Под сенью ивы повисла озадаченная пауза.
— Они сказали – дракон?..
Вместе со словами из нее вырвался звук, который мог бы быть смехом, но не был им.
— Он был либо черный, с рогами и шишками по всему телу, либо цвета грозы и с серебристыми глазами. Смотря кого спрашивать. — Голос волшебника был тих, как легкий ночной ветерок в ветвях ивы. — Или все было иначе?
Голос Шмендрика был как и прежде лишен эмоций.
— Смерть есть смерть – потеря есть потеря. Скорбь есть скорбь. Какая разница?
— Никакой, кроме как для детей – их отец очень любил рассказывать им истории, они буквально выросли на них. Финдрос был слишком мал, но Морра... Морра знает.
— Вы когда-нибудь пробовали обсудить с ней, как это было на самом деле? Я редко такое рекомендую, но иногда...
— Однажды пробовала. Больше никогда.
— Да. Это мудро.
Сейри издала какой-то звук, который Морра не поняла.
Сейри говорила:
— Простите, но другого кресла у нас нет.
— Не беда. Передо мной долгая дорога, а стоит мне присесть, и подняться я могу очень и очень не скоро. Спасибо вам за гостеприимство. Я этого не забуду.
Мама Морры медленно ответила:
— Тропинка, что ведет к дороге, ночью бывает изменчива и заводит людей не туда. Вы рискуете потерять ориентиры.
— У меня вообще нет ориентиров в том смысле, что вы имеете в виду, а дорога моя изменчива при любом свете. Как я уже говорил, я натолкнулся на ваших детей, когда они немного заблудились, да, – но сам я заплутал гораздо сильнее. Я был потерян и бесконечно устал, у меня закончились истории, которыми я себя развлекал, закончились все известные мне игры, с помощью которых мне удавалось уверить себя, что я действительно тот, за кого себя выдаю. Встреча с детьми... она помогла мне.
— Да, вы – мастер рассказывать истории, это несомненно. — Сейри сидела в старом деревянном кресле, откинувшись на спинку и скрестив руки на груди, и смотрела на волшебника. — И если вам необходимо доказательство того, что вы волшебник, спросите детей. Финдрос взял бы это дурацкое черепашье яйцо с собой в постель, если бы я разрешила, точно так же как, – вы видели, – Морра просила цветок. Они признают вас, эти двое.
В свете луны Морра видела, как ее мама легонько прикоснулась к руке Шмендрика, но тут же отдернула пальцы.
— Но они говорили, что вы знали их имена, даже не спрашивая – и мое имя тоже. Это правда?
— Хмм. Ну, в общем, да. Очень мелкое заклинание, вовсе не такое сложное, как многие думают. Тренировочное заклинание для новичка, на самом деле; у меня оно получается в половине случаев. Может, чуть меньше.

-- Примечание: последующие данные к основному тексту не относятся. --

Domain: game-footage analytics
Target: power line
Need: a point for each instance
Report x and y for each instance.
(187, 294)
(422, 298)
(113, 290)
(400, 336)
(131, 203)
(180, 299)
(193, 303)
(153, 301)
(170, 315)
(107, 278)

— И что же? А как же цветок Морры? — Он не ответил, и она продолжила: — Цветок Морры, который, как вы сказали, никогда не завянет. Уверена, – любой, кто способен на такое... — она замолчала, и слова повисли в воздухе.
— А-а, — сказал волшебник. — Морра. Да. — Он сухо усмехнулся. — Ну, если этот чертов цветок все- таки умрет, я ведь об этом не узнаю, правда?
— Думаю, узнаете, — сказала мать Морры. — А еще я думаю, что этот цветок очень даже может выжить.
— Тогда это будет ее заслуга, это будет магия ее собственной воли, а вовсе не мое волшебство, — голос Шмендрика вдруг резко усилился. — Нет, конечно, я не клал цветок ей в волосы... но и в ее голове я его не находил. Или, может быть, нашел, но сам этого не знаю. Я никогда не знаю, почему каждая отдельно взятая попытка сотворить что-нибудь волшебное получается успешной или оборачивается пшиком. Я ищу структуры, знаки, указания, я ищу мастеров, все что угодно, если это может помочь мне понять, кто я есть – что я есть: маг или карнавальный обманщик-фокусник, ведь третьего не дано. Я мог бы жить, если б знал!
Сидя на подоконнике, Морра сжимала в руках цветок, ничего не понимая из его речей, но чувствуя скрывающиеся в них скорбь и одиночество. Волшебник вдруг усмехнулся и немного передразнил сам себя:
— «Я мог бы жить...» А ведь это забавно. Действительно забавно. — Он повернулся к Сейри и поклонился ей, без всякой издевки, но с долей тягучей, официальной учтивости. — Что же. Спасибо за этот превосходный обед и за... за то, что одолжили детей. Доброй вам ночи.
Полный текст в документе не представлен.